Industry-compiled ROI figures often circulate faster than peer-reviewed economic evaluations. The commonly cited 3.2:1 average ROI and 12–18 month payback period are useful as market signals, especially when they show what vendors and early adopters believe buyers want to see. They should not be treated as independent proof that a new clinical AI purchase will return three dollars for every dollar spent.

The distinction matters because vendor-aggregated data often blends different use cases, maturity levels, accounting methods, and deployment contexts. A documentation assistant, a scheduling tool, a radiology triage model, and a diabetic retinopathy screener do not share the same cost base or benefit pathway. Pooling them may describe a market mood, but it does not answer whether a specific clinical AI tool is cost-effective in a specific hospital.

For procurement teams, the safer use of those figures is as a prompt for diligence. If a vendor claims a short payback period, ask which costs are included, whether customer labor is counted, whether integration was paid for by the vendor during the pilot, and whether the ROI depends on avoided events that have not yet been observed locally. A purchasing model that cannot answer those questions is not ready for capital approval.

What a Budget-Ready AI Evaluation Should Count

The practical test is simple to state and difficult to execute: count the work the institution actually has to do. For clinical AI, that usually means the evaluation cannot stop at license price and projected downstream savings. It needs to include implementation labor, clinical validation, staff training, workflow redesign, monitoring, model maintenance, vendor management, cybersecurity review, and the cost of acting on AI outputs.

  • Define the comparator: usual care, specialist review, manual chart review, existing software, or no screening program.
  • Separate one-time costs from recurring costs: integration, hardware, licenses, monitoring, retraining, and support.
  • State the time horizon: short pilots can miss downstream benefits, while long horizons can overstate savings if assumptions are static.
  • Show who does the work: clinicians, pharmacists, IT staff, data teams, quality staff, or vendor personnel.
  • Test assumption changes: uptake, prevalence, referral rates, false positives, staffing time, and maintenance costs.
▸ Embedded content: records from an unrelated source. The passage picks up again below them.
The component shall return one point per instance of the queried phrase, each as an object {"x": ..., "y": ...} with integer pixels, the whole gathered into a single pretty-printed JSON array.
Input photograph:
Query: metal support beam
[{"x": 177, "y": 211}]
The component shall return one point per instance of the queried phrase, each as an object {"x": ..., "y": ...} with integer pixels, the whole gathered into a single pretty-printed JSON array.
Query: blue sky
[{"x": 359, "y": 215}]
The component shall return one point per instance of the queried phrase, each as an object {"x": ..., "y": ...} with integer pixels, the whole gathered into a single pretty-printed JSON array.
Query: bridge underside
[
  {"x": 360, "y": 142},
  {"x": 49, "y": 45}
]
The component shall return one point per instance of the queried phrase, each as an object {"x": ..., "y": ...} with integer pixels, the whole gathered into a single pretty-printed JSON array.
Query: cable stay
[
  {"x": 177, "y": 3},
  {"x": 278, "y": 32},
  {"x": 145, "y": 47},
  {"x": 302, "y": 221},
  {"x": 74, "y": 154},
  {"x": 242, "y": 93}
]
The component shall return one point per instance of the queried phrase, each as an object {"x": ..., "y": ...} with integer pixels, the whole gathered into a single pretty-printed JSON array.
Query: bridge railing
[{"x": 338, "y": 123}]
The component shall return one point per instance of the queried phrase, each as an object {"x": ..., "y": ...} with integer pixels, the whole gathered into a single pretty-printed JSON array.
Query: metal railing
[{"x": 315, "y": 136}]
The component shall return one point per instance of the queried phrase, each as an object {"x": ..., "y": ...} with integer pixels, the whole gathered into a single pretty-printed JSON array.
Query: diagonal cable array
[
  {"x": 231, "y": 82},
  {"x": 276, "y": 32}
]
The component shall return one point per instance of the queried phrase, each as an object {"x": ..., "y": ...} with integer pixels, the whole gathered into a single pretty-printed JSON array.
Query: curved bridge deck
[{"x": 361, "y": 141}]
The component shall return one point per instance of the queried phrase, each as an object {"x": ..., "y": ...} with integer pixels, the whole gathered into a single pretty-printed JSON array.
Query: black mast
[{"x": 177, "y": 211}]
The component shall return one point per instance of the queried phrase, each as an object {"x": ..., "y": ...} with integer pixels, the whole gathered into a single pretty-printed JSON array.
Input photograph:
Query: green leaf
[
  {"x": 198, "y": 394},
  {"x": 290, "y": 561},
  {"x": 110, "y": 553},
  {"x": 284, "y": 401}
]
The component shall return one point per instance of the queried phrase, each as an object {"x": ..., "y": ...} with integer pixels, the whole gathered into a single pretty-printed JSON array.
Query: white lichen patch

This is also where clinical evaluation and economic evaluation meet. A model that looks accurate in isolation can still be uneconomic if it increases downstream review without improving outcomes enough to justify the added work. Conversely, a modest model can be valuable if it safely removes a repetitive bottleneck in a high-volume pathway. For readers building that broader evidence file, ClinicalMind’s guide to evaluating AI tools in clinical practice complements the cost-effectiveness lens.

CHEERS-AI May Improve the Next Wave of Evidence

The emerging CHEERS-AI framework, an AI-focused extension of CHEERS 2022, is worth watching because economic evaluations need more consistent reporting on model behavior, implementation context, and cost categories. It is not a cure by itself. A reporting framework can make weak assumptions more visible; it cannot make a short pilot equivalent to mature deployment evidence.

Its value will depend on adoption. If future studies use CHEERS-AI to specify the AI system, comparator, setting, cost inputs, maintenance assumptions, uncertainty analysis, and performance monitoring plan, procurement teams will have a cleaner basis for comparing tools. If it remains a methodological aspiration cited after the fact, the literature will continue producing estimates that look precise without being operationally complete.

The 2025–2026 answer, then, is neither a blanket endorsement nor a dismissal. AI in healthcare can be cost-effective in well-bounded clinical workflows, especially where the task is repeatable, the comparator is clear, and downstream events can be measured. Diabetic retinopathy screening, AI-assisted colonoscopy, and medication management currently offer the most concrete economic signals. The case becomes weaker when studies rely on static assumptions, omit deployment costs, or generalize from one setting to another without showing that the workflow economics still hold.[1]

References

  1. Cost-effectiveness of artificial intelligence in healthcare: a systematic review, npj Digital Medicine, 2025.